A Polícia Federal de Brasília (DF) também se manifestou sobre eventual mudança de depoimento de Afonso Rodrigues de Carvalho no inquérito que investigou a venda de registros sindicais dentro do Ministério do Trabalho. Como a testemunha alegou, em cartório, baixa escolaridade e dificuldade para entender os fatos que o cercavam quando denunciava o cartel dos cegonheiros, parece lógico que queira mudar de posição nesse inquérito também. Afinal, Afonso declarou em escritura pública que o acesso dele à informação acerca da natureza das coisas tratadas no mercado de transporte de veículos novos limitava-se ao que era repassado por pessoas interessadas em desestabilizar setores, como o do transporte de veículos novos. Há inúmeros indícios de que o segmento é dominado pelo cartel dos cegonheiros – inclusive com condenações – que Afonso denunciou nos últimos 20 anos e que desde o início deste ano passou a aderir e a negar sua existência. O cartel dos cegonheiros foi alvo de nova investigação em 2019, quando a PF, Gaeco e Cade deflagraram a Operação Pacto.

Operação Registro Espúrio
Em 2017, Afonso começou a colaborar com a Polícia Federal. Ele reuniu evidências por meio de ações controladas pela própria PF. Gravou conversas, pagou propina com cheques pré-datados e solicitou provas de que o registro sindical da entidade comandada por ele sairia de fato. Após pagar propina, o então sindicalista foi colocado em contato com o núcleo político do esquema. A Polícia Federal aprofundou a investigação e chegou a outros casos de fraude no processo de registro sindical.

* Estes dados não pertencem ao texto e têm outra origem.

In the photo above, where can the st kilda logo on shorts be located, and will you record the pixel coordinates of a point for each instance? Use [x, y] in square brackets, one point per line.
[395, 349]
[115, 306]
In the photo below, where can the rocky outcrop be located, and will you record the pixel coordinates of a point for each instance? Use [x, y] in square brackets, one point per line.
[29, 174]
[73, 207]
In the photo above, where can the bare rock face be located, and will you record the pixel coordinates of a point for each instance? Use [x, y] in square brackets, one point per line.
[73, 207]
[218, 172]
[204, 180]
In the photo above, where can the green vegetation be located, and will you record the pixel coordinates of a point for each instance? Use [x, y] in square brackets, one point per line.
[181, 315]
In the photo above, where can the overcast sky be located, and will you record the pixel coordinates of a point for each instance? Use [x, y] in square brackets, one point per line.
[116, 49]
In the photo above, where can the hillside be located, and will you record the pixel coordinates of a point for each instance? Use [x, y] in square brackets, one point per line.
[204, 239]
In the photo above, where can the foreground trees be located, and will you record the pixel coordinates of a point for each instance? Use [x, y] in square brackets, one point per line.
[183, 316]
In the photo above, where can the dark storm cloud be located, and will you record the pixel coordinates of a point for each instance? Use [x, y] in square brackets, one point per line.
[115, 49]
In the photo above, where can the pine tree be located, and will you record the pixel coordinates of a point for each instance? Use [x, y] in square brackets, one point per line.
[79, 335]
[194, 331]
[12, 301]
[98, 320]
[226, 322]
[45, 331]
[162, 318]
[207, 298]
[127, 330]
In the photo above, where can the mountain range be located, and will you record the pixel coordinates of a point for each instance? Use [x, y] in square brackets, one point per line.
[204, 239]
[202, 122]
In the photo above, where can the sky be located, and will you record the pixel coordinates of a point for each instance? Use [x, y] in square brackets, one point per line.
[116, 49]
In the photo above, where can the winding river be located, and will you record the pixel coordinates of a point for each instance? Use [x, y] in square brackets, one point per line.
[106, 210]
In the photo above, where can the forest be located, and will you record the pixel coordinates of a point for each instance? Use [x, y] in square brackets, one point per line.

Resultado das investigações:

  • Cinco fases ostensivas deflagradas
  • 107 mandados de busca e apreensão
  • 27 mandados de prisão temporária
  • 8 mandados de prisão preventiva
  • 39 pessoas indiciadas pela Polícia Federal
  • 26 pessoas denunciadas pela Procuradoria-Geral da República
  • 20 pessoas tornaram-se rés em ação penal

Sobre eventual mudança no testemunho de Afonso, o delegado de Polícia Federal Leo Garrido de Salles Meira esclareceu em outro documento obtido com exclusividade pelo site Livre Concorrência:

“A contribuição de AFONSO RODRIGUES DE CARVALHO como testemunha no inquérito policial não se limitou à tomada dos seus depoimentos. Realizamos dezenas de diligências de campo no bojo de uma ação controlada, na qual coletamos relevantes elementos de informação por meio de filmagens, gravações ambientais, acompanhamentos, vigilâncias, obtenção de documentos, além de quebras de sigilo bancário, fiscal, telemático e telefônico.”

E conclui:

“Nessa linha de raciocínio, Afonso Carvalho sequer teria condições de se retratar sobre os fatos narrados no âmbito do IPL da Operação Registro Espúrio – como de fato não o fez -, simplesmente pelo fato de seus relatos estarem corroborados por diversos outros meios de prova.”